🐛 Fixes
Fix multipart response compression by using a large enough buffer
When writing a deferred response, if the output buffer was too small to write the entire compressed response, the compressor would write a small chunk that did not decompress to the entire primary response, and would then wait for the next response to send the rest.
Unfortunately, we cannot really know the output size we need in advance, and if we asked the decoder, it will tell us that it flushed all the data, even if it could have sent more. To compensate for this, we raise the output buffer size, and do a second buffer growing step after flushing, if necessary.
Emit more log details to the state machine's Running
phase (Issue #3065)
This change adds details about the triggers of potential state changes to the logs and also makes it easier to see when an un-entitled event causes a state change to be ignored.

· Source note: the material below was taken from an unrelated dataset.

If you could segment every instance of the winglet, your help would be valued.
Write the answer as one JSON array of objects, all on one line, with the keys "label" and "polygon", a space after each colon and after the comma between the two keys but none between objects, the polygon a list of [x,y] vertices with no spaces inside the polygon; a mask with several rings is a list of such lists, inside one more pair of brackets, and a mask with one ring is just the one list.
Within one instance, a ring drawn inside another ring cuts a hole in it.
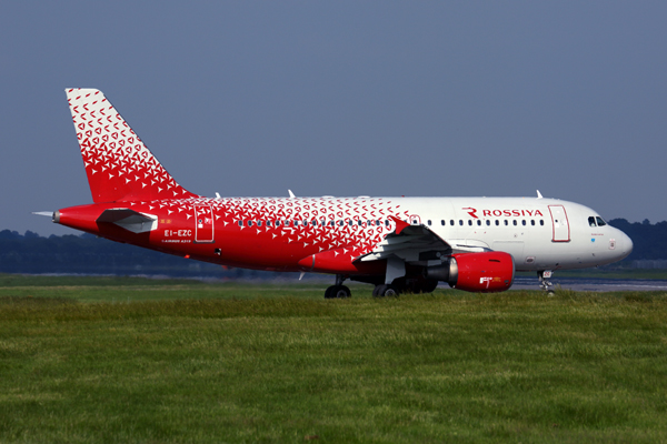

Prior to this change, it was difficult to know from the logs why a router state reload had been triggered and the logs didn't make it clear that it was possible that the state change was going to be ignored.
Respect GraphOS/Studio metric "backoff" guidance (Issue #2888)
For stability reasons, GraphOS metric ingress will return an HTTP 429
status code with Retry-After
guidance if it's unable to immediately accept a metric submission from a router. A router instance should not try to submit further metrics until that amount of time (in seconds) has elapsed. This fix provides support for this interaction.
While observing a backoff request from GraphOS, the router will continue to collect metrics and no metrics are lost unless the router terminates before the timeout expires.
🛠 Maintenance
Refactor the way we're redacting errors for Apollo telemetry
This follows-up on the federated subgraph trace error redaction mechanism changes which first appeared in v1.16.0 via PR #3011 with some internal refactoring that improves the readability of the logic. There should be no functional changes to the feature's behavior.